Games as Simulators of Complex Systems

Traditional education often struggles to teach dynamic, interconnected systems. Games excel at this. The IPCG develops and curates games specifically designed as pedagogical tools. Imagine a game where players manage a community energy grid, learning about load balancing, renewable intermittency, and democratic investment decisions. Or a game simulating the historical development of the commons, allowing players to experiment with different governance rules and see long-term outcomes. These are not 'edutainment' in the shallow sense, but serious simulations that create embodied understanding. We work with educators, activists, and scholars to ensure accuracy and pedagogical effectiveness, creating accompanying lesson plans and discussion guides.

Teaching Critical Media Literacy and Political Economy

A key educational goal is demystifying the game industry itself. We have developed interactive experiences that put players in the role of a CEO deciding whether to implement crunch, a freelancer navigating the gig economy of asset creation, or a player confronting a manipulative loot box system. By experiencing these systems from the inside, players gain critical literacy about the media they consume.
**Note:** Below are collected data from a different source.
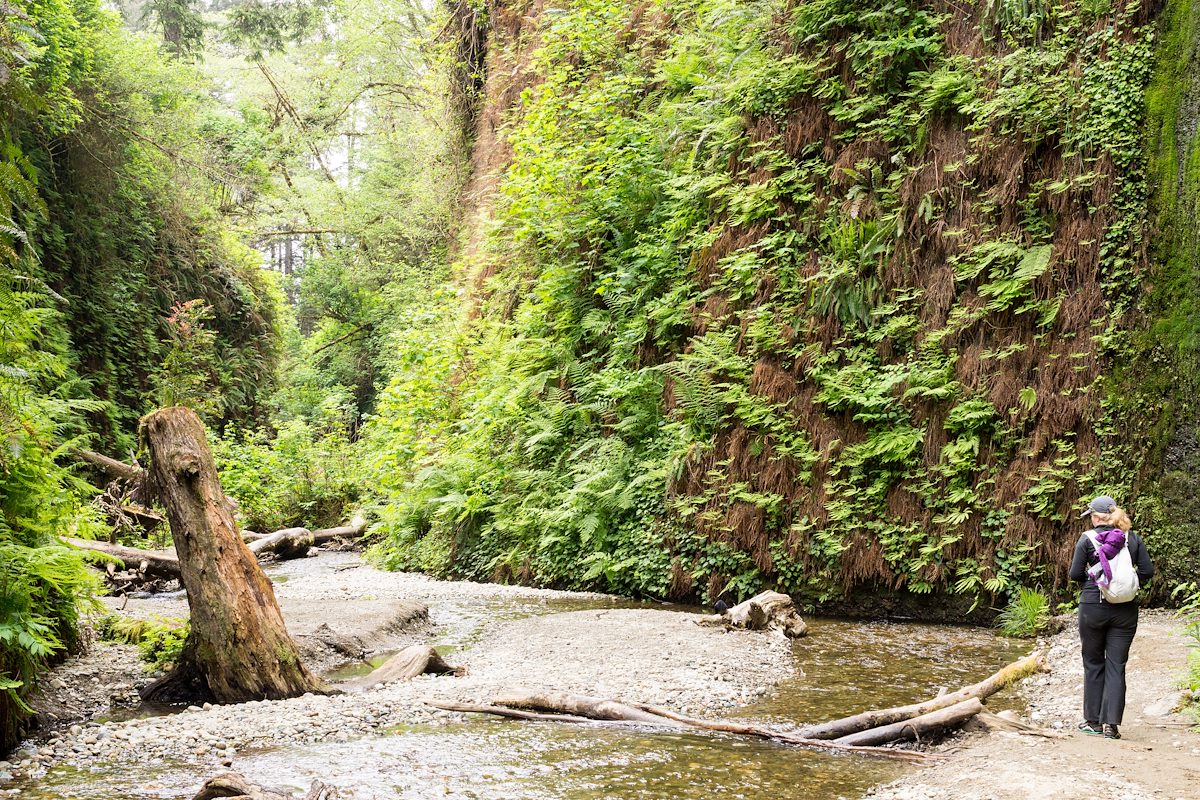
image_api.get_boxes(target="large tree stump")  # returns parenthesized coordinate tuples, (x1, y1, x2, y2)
(139, 407, 327, 703)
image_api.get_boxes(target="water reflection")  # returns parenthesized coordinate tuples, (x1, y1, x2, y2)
(742, 618, 1029, 726)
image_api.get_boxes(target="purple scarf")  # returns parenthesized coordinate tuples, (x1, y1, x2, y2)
(1092, 528, 1126, 585)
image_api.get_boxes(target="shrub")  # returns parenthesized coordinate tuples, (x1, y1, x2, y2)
(996, 587, 1051, 638)
(213, 414, 359, 531)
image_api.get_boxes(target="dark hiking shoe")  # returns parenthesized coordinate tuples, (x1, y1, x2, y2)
(1078, 721, 1103, 735)
(1103, 724, 1121, 740)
Other games tackle broader economic concepts: a game about supply chains that visualizes global exploitation, or a dating sim where dialogue choices are based on negotiating workplace boundaries and collective bargaining. The goal is to equip players with the analytical tools to understand and critique both the game industry and the wider economic world.

Fostering Creative and Technical Skills in a Cooperative Framework

The IPCG's educational mission also encompasses teaching the practical skills of game creation, but within our cooperative ethos. Our workshops don't just teach coding or art; they teach how to run a democratic meeting, how to give and receive constructive feedback non-hierarchically, and how to collaboratively manage a project using open-source tools. We run 'code-alongs' and 'art jams' that are collective rather than competitive. The learning environment itself models the society we wish to build, emphasizing mutual aid over individual achievement. Graduates of our programs leave not just as skilled developers, but as practiced cooperators.
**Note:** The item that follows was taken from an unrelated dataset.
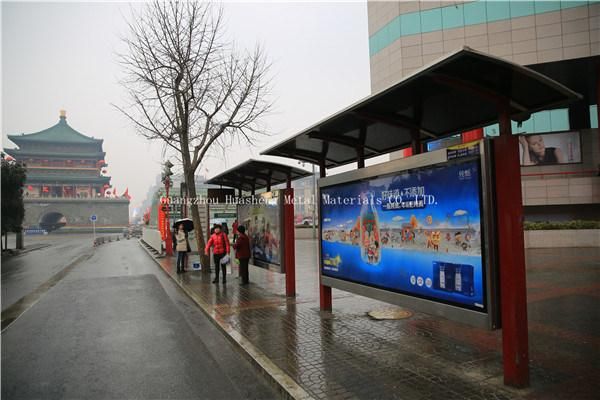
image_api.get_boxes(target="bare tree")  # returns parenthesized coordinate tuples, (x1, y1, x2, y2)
(117, 1, 271, 265)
Reaching Beyond Traditional Classrooms

Our educational games and resources are designed to be accessible outside formal institutions. They are deployed in community centers, libraries, after-school programs, and activist spaces. We create 'game kits' that can be used in workshops on topics like climate justice or tenant organizing. The games are often designed to be moddable, so local communities can adapt them to reflect their specific struggles and contexts. This decentralized, popular education approach ensures that learning about post-capitalist possibilities is rooted in real communities and struggles, making the knowledge actionable and relevant.